Liebe Rechtsanwälte,

als freiberuflicher Interviewer habe ich gelegentlich für ein Hamburger Marktforschungsinstitut Befragungen in Haushalten durchgeführt. Ich mußte feststellen, dass einige meiner Rechnungen nicht bezahlt worden sind.

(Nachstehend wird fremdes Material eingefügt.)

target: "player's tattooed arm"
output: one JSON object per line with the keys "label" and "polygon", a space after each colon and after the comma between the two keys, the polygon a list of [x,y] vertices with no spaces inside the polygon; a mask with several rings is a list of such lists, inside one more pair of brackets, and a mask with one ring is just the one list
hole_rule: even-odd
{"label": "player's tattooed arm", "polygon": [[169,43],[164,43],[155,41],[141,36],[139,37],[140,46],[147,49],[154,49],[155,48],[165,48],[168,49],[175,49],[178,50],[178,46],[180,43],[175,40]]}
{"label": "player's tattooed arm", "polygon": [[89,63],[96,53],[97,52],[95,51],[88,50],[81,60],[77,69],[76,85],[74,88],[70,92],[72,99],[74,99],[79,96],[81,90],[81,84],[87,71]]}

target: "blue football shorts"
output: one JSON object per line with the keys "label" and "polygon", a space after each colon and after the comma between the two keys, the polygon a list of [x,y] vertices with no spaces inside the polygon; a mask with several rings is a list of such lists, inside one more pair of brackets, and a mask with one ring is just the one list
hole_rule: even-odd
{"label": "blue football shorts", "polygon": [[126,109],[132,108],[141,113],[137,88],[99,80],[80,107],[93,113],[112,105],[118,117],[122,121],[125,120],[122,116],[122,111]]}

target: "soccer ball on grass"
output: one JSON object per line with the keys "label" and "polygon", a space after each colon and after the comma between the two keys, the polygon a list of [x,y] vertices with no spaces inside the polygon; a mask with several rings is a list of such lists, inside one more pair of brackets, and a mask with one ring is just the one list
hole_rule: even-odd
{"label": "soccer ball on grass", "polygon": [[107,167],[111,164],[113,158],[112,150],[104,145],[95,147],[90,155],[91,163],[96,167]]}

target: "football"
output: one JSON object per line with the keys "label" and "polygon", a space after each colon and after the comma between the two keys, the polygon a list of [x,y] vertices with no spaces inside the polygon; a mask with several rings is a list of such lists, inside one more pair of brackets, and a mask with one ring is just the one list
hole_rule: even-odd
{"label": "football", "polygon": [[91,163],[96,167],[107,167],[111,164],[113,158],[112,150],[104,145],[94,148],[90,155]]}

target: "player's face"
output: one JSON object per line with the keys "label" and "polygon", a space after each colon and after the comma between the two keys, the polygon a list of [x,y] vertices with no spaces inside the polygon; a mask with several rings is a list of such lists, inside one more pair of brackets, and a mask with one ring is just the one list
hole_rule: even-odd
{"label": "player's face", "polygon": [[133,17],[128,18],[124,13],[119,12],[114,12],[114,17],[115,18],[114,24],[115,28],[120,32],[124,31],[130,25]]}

Nachdem sich das Mahnverfahren bereits über einen längeren Zeitraum hingezogen hat, hat man die Begleichung der Rechnungen endgültig abgelehnt.
Man unterstellt mir, bis zu 3 Jahre nach (!!!)Abschluß der von mir durchgeführten Befragungen, dass ich "auf Anforderung die Adressen der befragten Personen zur stichprobenartigen Kontrolle der Interviewer nicht eingereicht" haben soll, was einer "nicht vollständigen Auftragserfüllung" gleichkommen und "in der Regel zu einer Nicht-Verwertung der Interviews" führen würde.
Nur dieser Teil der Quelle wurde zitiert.